Celia could feel her own carefully built walls slipping and she struggled to hold onto them. Nay, this could not be happening! Five minutes in John’s presence could not be destroying all she had built up to protect herself. She twisted away from him but he wouldn’t let her go.

“Let me go!” she cried. His hands just tightened, holding her between the wall and his body. The heat of him, the vital, fiery life that had always been a part of him, wrapped around her like velvety unbreakable bonds. She remembered the tenderness, the need she had once felt with him.

“What has happened to you, Celia?” he said roughly.

“What do you mean?” she gasped.

She went very still and stared at the hard angle of his jaw above the high collar of his doublet. A muscle flexed there and his lips were pressed in an angry line. She imagined twisting her hands in that collar, tighter and tighter, until he let her go. Until she could hurt him as he had once hurt her.

“You look like the Celia I remember,” he said. One hand slid slowly down her arm, rubbing her velvet sleeve over her skin until he touched her bare wrist. Something flared in his eyes as he felt the leap of her pulse, and he twined his fingers with hers.

Celia was too frozen to pull away. She felt like the hawk’s prey in truth, mesmerised as he swooped closer and closer.

“You’re even more beautiful than you were then,” he said, his voice softer and deeper. “But your eyes are hard.”

Celia jerked in his arms. “You mean I am not a foolish, gullible girl who can be lured by a man’s pretty words? I have learned my lesson well since we last met, John, and I’m grateful for it.”

He raised the hand he held to study her fingers. The pale skin and neat buffed nails. His thumb brushed over her bare ring finger. Celia tried to twist out of his caress, but despite his deceptive gentleness he held her fast.

“You aren’t married?” he asked.

“Not any longer,” she answered with a bitter laugh. “Thanks to God’s mercy. And I intend never to be again.”

He raised her hand, and to her shock pressed his mouth to the hollow of her palm. His lips were parted, and she could feel the moist heat of him moving slowly over her skin. It made her legs tremble, her whole treacherous body go weak, and she braced herself tighter against the wall.

That weakness, that rush of need she had thought she was finished with, made her angry.

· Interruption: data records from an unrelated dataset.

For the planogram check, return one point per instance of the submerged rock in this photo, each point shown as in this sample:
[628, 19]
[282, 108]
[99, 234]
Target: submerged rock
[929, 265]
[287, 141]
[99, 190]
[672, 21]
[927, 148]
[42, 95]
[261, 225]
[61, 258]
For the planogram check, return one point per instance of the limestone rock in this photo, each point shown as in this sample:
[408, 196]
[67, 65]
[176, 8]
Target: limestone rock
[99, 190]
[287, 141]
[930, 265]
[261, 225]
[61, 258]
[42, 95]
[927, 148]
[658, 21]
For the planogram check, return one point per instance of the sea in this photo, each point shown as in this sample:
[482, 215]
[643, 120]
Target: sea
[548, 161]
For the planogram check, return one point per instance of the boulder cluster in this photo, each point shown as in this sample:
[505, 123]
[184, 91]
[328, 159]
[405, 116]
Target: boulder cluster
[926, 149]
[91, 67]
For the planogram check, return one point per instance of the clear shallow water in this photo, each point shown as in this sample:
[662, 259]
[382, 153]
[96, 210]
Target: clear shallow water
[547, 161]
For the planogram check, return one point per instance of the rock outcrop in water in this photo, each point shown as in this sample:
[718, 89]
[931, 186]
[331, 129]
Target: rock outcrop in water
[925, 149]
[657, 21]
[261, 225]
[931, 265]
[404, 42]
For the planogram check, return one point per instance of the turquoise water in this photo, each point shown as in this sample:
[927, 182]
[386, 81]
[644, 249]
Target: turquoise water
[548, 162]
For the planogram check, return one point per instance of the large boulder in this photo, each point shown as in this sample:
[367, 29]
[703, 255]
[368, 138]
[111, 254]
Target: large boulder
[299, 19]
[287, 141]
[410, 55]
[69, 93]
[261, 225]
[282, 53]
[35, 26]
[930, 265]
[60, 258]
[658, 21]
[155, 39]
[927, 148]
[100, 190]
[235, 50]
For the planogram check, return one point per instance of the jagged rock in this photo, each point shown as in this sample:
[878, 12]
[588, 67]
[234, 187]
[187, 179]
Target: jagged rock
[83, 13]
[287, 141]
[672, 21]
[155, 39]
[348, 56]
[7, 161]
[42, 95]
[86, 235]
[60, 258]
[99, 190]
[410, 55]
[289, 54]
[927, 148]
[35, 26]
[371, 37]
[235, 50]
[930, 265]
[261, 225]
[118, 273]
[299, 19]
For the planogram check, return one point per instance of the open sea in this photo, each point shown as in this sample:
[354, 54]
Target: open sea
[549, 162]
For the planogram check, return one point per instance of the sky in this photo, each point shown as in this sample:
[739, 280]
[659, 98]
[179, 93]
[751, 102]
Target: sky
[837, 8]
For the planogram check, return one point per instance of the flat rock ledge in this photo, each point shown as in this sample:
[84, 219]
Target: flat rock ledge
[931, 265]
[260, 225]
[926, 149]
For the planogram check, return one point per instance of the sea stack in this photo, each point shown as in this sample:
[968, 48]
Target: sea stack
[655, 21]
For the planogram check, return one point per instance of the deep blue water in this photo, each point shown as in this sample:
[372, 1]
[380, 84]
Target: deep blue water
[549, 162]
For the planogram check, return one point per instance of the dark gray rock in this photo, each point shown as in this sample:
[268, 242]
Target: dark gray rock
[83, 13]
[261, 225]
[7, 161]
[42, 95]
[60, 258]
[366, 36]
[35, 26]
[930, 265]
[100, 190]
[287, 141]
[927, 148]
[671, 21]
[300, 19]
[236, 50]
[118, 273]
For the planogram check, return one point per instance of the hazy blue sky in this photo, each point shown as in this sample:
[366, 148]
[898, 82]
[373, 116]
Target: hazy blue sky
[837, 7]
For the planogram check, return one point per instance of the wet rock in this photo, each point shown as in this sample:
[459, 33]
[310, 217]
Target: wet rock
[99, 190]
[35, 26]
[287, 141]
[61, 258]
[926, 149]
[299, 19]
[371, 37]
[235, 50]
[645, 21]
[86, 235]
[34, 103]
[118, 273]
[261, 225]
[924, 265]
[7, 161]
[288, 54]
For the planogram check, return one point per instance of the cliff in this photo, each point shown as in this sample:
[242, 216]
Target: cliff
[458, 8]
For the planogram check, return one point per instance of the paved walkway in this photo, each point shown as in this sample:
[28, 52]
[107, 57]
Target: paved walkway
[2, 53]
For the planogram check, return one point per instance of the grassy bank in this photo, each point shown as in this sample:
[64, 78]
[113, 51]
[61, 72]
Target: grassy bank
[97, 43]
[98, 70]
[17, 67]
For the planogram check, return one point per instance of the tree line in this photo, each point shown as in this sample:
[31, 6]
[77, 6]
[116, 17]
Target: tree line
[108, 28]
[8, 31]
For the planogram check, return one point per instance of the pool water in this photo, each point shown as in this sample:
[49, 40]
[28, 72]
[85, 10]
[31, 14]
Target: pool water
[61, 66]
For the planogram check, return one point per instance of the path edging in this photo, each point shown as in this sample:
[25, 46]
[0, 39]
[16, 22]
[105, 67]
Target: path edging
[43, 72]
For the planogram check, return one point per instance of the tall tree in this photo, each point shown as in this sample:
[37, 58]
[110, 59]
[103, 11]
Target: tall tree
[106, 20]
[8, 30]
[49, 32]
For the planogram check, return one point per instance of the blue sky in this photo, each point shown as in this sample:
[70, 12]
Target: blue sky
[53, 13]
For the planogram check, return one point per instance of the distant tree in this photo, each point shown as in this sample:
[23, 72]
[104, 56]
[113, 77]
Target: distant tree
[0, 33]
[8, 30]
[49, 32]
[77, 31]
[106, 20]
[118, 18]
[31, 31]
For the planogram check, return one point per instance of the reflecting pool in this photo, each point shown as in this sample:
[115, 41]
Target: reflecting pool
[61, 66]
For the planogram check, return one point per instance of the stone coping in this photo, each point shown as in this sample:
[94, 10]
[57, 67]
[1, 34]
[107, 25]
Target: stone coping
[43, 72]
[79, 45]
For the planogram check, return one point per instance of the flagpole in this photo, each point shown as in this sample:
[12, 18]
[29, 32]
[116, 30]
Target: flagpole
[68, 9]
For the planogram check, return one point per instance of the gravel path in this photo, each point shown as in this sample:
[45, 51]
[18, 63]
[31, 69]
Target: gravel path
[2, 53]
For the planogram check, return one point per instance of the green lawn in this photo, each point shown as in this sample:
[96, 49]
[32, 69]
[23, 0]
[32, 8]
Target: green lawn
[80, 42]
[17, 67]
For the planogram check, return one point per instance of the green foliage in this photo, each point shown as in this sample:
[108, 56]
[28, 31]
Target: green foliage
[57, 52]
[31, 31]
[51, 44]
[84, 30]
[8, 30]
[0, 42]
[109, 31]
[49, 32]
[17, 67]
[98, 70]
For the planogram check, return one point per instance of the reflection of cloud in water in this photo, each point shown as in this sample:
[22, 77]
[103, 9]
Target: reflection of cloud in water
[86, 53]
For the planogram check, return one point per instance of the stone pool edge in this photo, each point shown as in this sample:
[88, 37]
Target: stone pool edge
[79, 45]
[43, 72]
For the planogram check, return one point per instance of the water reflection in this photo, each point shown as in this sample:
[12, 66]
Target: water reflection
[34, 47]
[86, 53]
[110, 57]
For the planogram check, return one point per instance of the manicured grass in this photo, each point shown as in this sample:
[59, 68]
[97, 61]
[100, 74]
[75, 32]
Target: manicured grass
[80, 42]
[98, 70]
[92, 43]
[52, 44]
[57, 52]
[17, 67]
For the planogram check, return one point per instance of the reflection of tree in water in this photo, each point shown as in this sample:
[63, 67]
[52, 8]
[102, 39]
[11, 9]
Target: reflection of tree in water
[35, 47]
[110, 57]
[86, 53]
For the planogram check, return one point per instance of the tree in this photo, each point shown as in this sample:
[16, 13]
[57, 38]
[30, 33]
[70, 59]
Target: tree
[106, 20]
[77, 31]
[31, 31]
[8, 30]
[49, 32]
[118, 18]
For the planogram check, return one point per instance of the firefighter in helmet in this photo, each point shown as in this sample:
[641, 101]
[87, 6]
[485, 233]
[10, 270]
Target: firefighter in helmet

She made herself go stiff and unyielding, building her defensive walls up again stone by hard-won stone.

“I may have changed, John, but you certainly have not,” she said coldly. “You still take what you want with no thought for anyone else. A conquering warrior who discards whatever no longer amuses you.”

His mouth froze on her skin. Slowly he raised his head and his stare met hers. She almost gasped at the raw, elemental fury she saw in those depths. The blue had turned almost black, like the power of a summer storm.

“You know nothing of me,” he whispered, and it was all the more forceful for its softness. “Nothing of what I have had to do in my life.”

I know you left me! her mind cried out. Left her to the cruel hands of her husband, to a life where she had nowhere to turn for sanctuary. She bit down on her lip to keep from shouting the words aloud.

“I know I do not want to work with you on the Queen’s business,” she said.

“No more than I want to work with you,” he answered. With one more hard glance down her body, he abruptly let her go and spun away from her. His back and shoulders were rigid as he raked his hands through his hair. “But the Queen has commanded it. Would you go against her orders?”

Celia braced her palms against the wall, trying to still the primitive urge to smooth the light brown waves of his hair where he had tousled them. “Of course I would not go against the Queen.”

“Then to Edinburgh we go,” he said.

He heaved in a deep breath, and Celia could practically see his armour lowered back into place. He shot her a humourless smile over his shoulder.

“I shall see you at the ball tonight, Celia.”